- The Torpedo (Brock Jones) debuts on the cover of Marvel Premiere #39 (Dec. 1977). Art by Al Milgrom.

Publication information
- Publisher: Marvel Comics
- First appearance: Daredevil #126 (Oct. 1975)
- Created by: Marv Wolfman (writer) John Romita, Sr. (artist)

In-story information
- Alter ego: Brock Jones
- Team affiliations: "Defenders for a Day"
- Partnerships: Rom

= Torpedo (Marvel Comics) =

Torpedo is the name of five fictional characters appearing in American comic books published by Marvel Comics.

==Creation==
Co-creator Marv Wolfman recalled the character's creation stating:

King of the Rocket Men was a movie serial back in the 1940s. The lead character, Commando Cody, went on to more movies/TV. I really liked Cody and yes, he inspired Torpedo, but only in the fact that Torpedo wore the rocket pack as did Cody. Other than that, we went off in different directions.

==Publication history==
A separate character called the Torpedo was not related to subsequent versions and debuted in a one-shot story in Daredevil #59 (Dec 1969).

The second version debuted wearing the Torpedo suit that was to become a feature for successive characters, but also only appeared in one story in Daredevil #126 (Oct. 1975). The third version, Brock Jones, appeared in Daredevil #126, #127 (Nov. 1975) and #134 (June 1976) and then starred in a storyline in Marvel Premiere #39-40 (Dec. 1977 – Feb. 1978). After a guest appearance in Defenders #62–64 (Aug. – Oct. 1978) plot threads from the Marvel Premiere story were resolved in Rom #21–22 (Aug. – Sept. 1981). After appearing sporadically in the title, the character was killed in Rom #50 (Jan. 1984).

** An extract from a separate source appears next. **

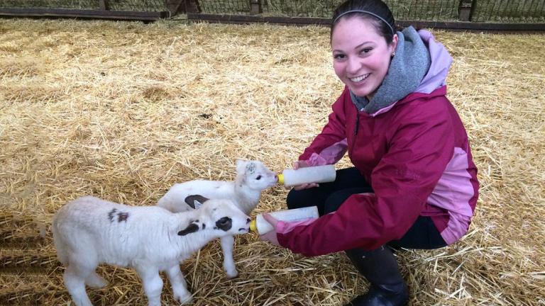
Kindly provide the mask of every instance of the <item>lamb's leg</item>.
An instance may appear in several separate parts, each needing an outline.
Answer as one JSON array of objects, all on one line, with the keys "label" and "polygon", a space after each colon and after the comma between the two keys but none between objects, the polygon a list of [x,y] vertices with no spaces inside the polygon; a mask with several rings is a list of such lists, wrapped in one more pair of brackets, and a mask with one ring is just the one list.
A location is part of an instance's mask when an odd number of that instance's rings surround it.
[{"label": "lamb's leg", "polygon": [[65,286],[77,306],[92,306],[87,293],[85,292],[86,273],[90,273],[89,269],[70,263],[62,276]]},{"label": "lamb's leg", "polygon": [[172,286],[174,298],[180,304],[185,304],[191,301],[191,293],[187,291],[187,284],[185,283],[180,265],[176,264],[167,270],[167,276]]},{"label": "lamb's leg", "polygon": [[99,289],[108,285],[108,282],[97,274],[96,271],[92,271],[89,276],[85,278],[85,284],[92,288]]},{"label": "lamb's leg", "polygon": [[163,280],[159,276],[159,270],[145,264],[135,267],[144,287],[144,293],[148,297],[148,306],[160,306]]},{"label": "lamb's leg", "polygon": [[221,251],[224,253],[224,269],[229,278],[238,276],[238,271],[235,266],[235,261],[233,259],[233,248],[235,246],[235,237],[225,236],[220,238]]}]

The battlesuit reappeared in New Warriors #28 (Oct. 1992), now shared between two characters under the alias of Turbo.

==Fictional character biography==
The first version of the Torpedo is a hitman sent by a crime boss to assassinate a witness, but is defeated by the hero Daredevil.

The second version is Michael Stivak, a young scientist brought to the United States by his uncle, U.S. Senator Eugene Stivak. Asked to design a battlesuit for national defense, Michael Stivak develops a costume equipped with turbo-jets that can propel the wearer through the air and magnify physical blows. Learning that his uncle is the leader of the criminal organization the Corporation, Michael Stivak designs an inferior battlesuit for his uncle and secretly develops another suit. Using the alias "Torpedo", Michael Stivak attempts to destroy the plans for the suit and flaunts the suit's power by attacking two policemen. Following Stivak's path of destruction, Daredevil attacks. During their battle the building collapses on them.

Brock Jones witnesses the battle between Daredevil and Torpedo and frees the dying Michael Stivak. He explains the history of the battlesuit, and entrusts the completion of his mission to Jones. Once in costume, Jones is mistaken for Stivak and becomes a wanted criminal for both Stivak's crimes and killing Stivak. Jones acquires the final set of plans, but is attacked by Daredevil before he can escape. When their battle lays waste to a suburban family home, Jones surrenders his mission, gives the plans over to Daredevil, and retires from superheroing. However, shortly after, a chance sighting of the Chameleon tempts Jones into going back on his vow to never wear the suit again.

Senator Stivak sends another squad of Rocketeers to attack the new Torpedo, but after several skirmishes Jones defeats them (with Stivak dying of a heart attack). Torpedo briefly aids superhero team the Defenders and reappears in the town of Clairton as an ally of the Spaceknight Rom. It is revealed that the alien Dire Wraiths instigated the creation of the battlesuit with the intent to use it against Rom. The Torpedo allies with Rom and together they battle a squad of Rocketeers. The Torpedo acts as the guardian of the town of Clairton in Rom's absence, and after thinking the Wraith threat ended, retires. Jones is then murdered by a group of newly arrived Wraiths who use sorcery.

The battlesuit is bequeathed to Jones' first cousin Phillip Jeffries and is found in storage by his son Michael Brent Jeffries. Michael and friend Michiko "Mickey" Musashi shared the suit and adopted the codename Turbo. Michael was murdered by the Dire Wraith queen Volx, who was posing as Brock Jones' son Danny (Michael's second cousin).